Yes. I think, Charles, for me it all comes down to the science. We have strong pre-clinical data supporting the importance of HA in pancreas cancer patients and the approach we're taking which is a targeted therapy to take those patients who have high HA, who we believe are having issues with the drug therapy getting into the tumors where it needs to work, is why we have such conviction that PEGPH20 is going to be able to add on to the efficacy of ABRAXANE and gemcitabine. We continue in dialogue with experts into the field who support this and certainly as we are talking with these 200 centers and the world there's strong support for the mechanism of action in testing this in our Phase III study. Let me ask Athena to add on.

I think the only thing I would additionally say, Charles, is remember the unique aspect of our Phase III design is that we have two primary end point. The progression-free survival and overall survival and in likely the three cases you're referring to all of which had overall survival primary endpoints and we all know it's very difficult to win in those settings. So I do think the uniqueness of our design as well as what Helen said, the fact that we're using a companion diagnostic that we worked very hard with Ventana to get to be able to prospectfully test are two differentiation factors.

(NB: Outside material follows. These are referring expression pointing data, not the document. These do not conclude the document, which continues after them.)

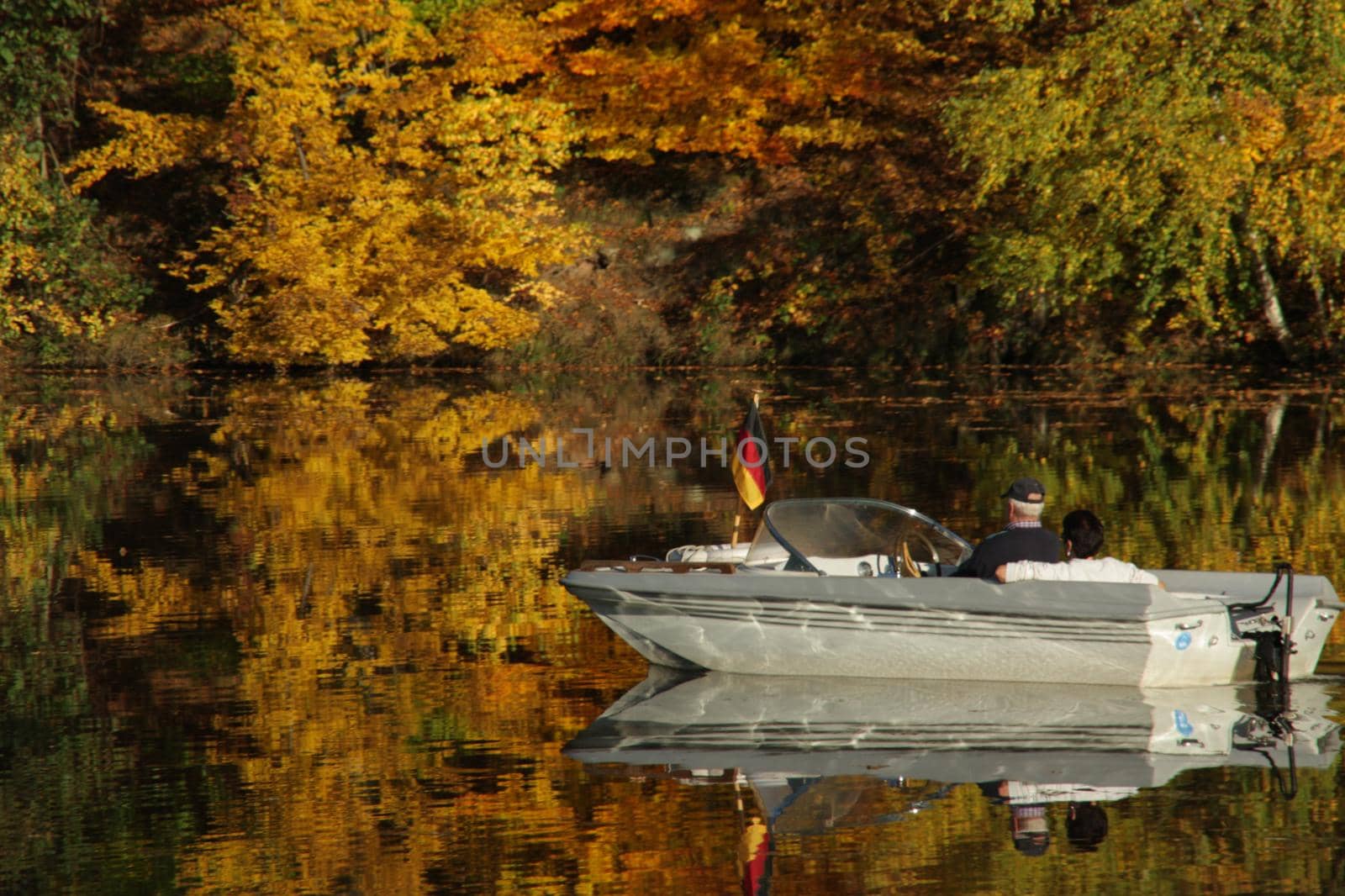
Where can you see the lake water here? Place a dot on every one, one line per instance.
(300, 636)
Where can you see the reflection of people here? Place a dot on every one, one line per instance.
(1086, 826)
(1031, 833)
(753, 855)
(1083, 540)
(1021, 539)
(1026, 815)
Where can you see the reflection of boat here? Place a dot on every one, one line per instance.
(861, 587)
(1056, 743)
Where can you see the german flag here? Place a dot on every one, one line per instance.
(751, 461)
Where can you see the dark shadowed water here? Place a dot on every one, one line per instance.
(262, 635)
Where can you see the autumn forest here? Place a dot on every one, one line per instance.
(462, 182)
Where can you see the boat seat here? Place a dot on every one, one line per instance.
(861, 566)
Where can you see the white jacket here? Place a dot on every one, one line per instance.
(1079, 569)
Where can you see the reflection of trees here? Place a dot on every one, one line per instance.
(73, 804)
(338, 647)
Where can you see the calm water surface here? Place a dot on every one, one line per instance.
(300, 636)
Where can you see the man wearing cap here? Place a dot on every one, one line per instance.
(1021, 539)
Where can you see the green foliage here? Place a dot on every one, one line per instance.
(60, 277)
(40, 45)
(1179, 166)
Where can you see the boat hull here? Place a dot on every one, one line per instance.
(947, 629)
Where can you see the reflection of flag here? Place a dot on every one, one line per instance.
(751, 461)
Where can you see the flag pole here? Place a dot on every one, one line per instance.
(737, 515)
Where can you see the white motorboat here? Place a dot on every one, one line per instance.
(862, 588)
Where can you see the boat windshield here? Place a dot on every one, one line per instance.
(853, 535)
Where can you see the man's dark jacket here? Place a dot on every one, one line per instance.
(1009, 546)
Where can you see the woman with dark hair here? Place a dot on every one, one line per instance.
(1083, 540)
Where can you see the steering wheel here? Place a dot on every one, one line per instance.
(911, 567)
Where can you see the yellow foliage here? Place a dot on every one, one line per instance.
(387, 202)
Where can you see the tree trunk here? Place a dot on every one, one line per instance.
(1270, 295)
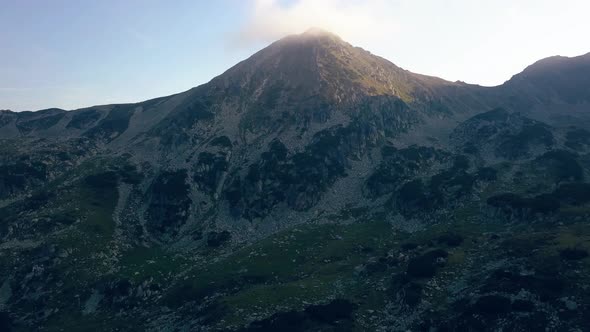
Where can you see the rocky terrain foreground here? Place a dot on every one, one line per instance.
(311, 187)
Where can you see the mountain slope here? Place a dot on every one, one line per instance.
(312, 182)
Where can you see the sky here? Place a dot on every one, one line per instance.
(78, 53)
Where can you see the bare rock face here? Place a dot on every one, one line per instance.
(312, 186)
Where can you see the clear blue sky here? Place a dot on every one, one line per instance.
(76, 53)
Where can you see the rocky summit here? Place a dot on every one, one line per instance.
(312, 187)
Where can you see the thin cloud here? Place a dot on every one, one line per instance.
(352, 20)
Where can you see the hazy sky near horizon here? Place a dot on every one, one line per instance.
(71, 54)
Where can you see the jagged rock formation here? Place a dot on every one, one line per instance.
(313, 182)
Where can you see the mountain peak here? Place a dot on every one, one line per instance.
(318, 32)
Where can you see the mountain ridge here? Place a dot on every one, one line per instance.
(312, 183)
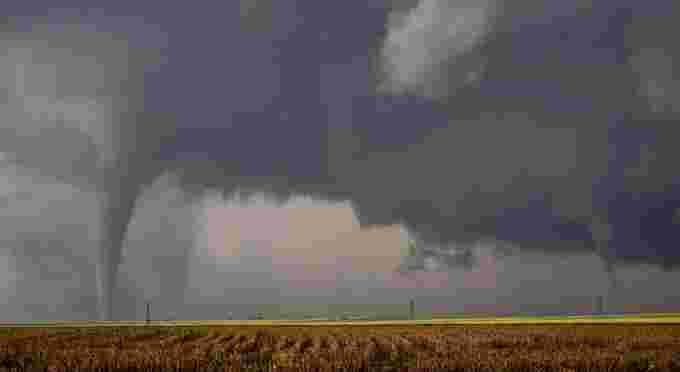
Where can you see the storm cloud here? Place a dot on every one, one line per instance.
(541, 124)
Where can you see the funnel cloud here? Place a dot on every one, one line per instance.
(544, 125)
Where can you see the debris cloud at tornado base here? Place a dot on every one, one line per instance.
(447, 117)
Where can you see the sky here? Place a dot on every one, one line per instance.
(268, 150)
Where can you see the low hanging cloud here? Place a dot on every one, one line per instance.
(488, 121)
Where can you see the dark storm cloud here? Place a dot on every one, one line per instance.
(463, 120)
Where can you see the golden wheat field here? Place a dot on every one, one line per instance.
(468, 346)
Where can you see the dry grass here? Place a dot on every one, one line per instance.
(557, 347)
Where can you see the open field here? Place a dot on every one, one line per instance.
(659, 318)
(625, 343)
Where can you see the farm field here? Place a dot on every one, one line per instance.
(528, 344)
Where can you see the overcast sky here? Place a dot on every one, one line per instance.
(524, 146)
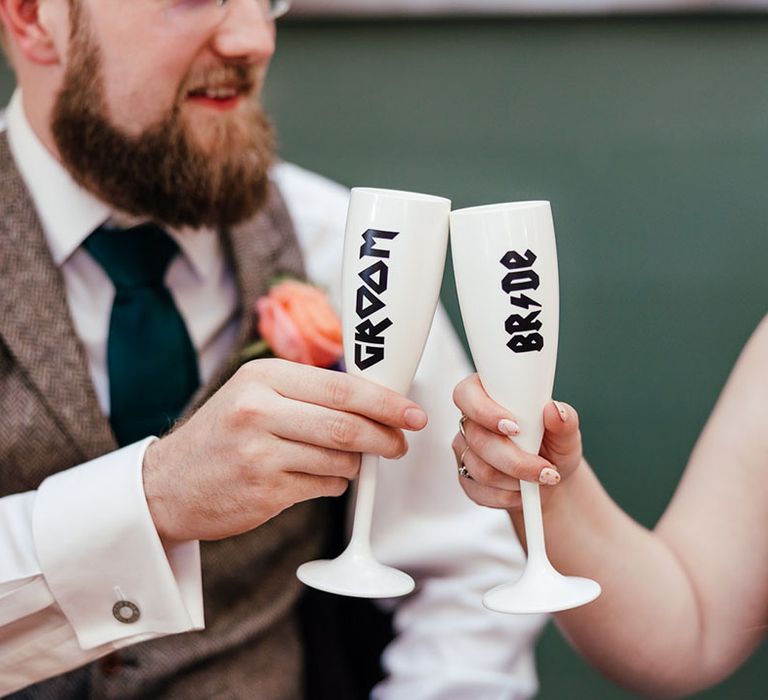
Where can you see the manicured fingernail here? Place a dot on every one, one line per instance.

Got it just wanted to hear it again. Appreciate that you guys are taking a different approach. Thanks.

Thank you, Charles.

Thanks, Charles. Next question, please.

Thank you. (Operator Instructions).

All right, if there's no further questions, I would just like to thank everyone for joining us today. You have heard the report of another strong quarter of performance and we look forward to updating you next quarter with our continued progress. Thank you so much and have a good evening.

Thank you, ladies and gentlemen. This concludes today's conference. You may now disconnect your lines.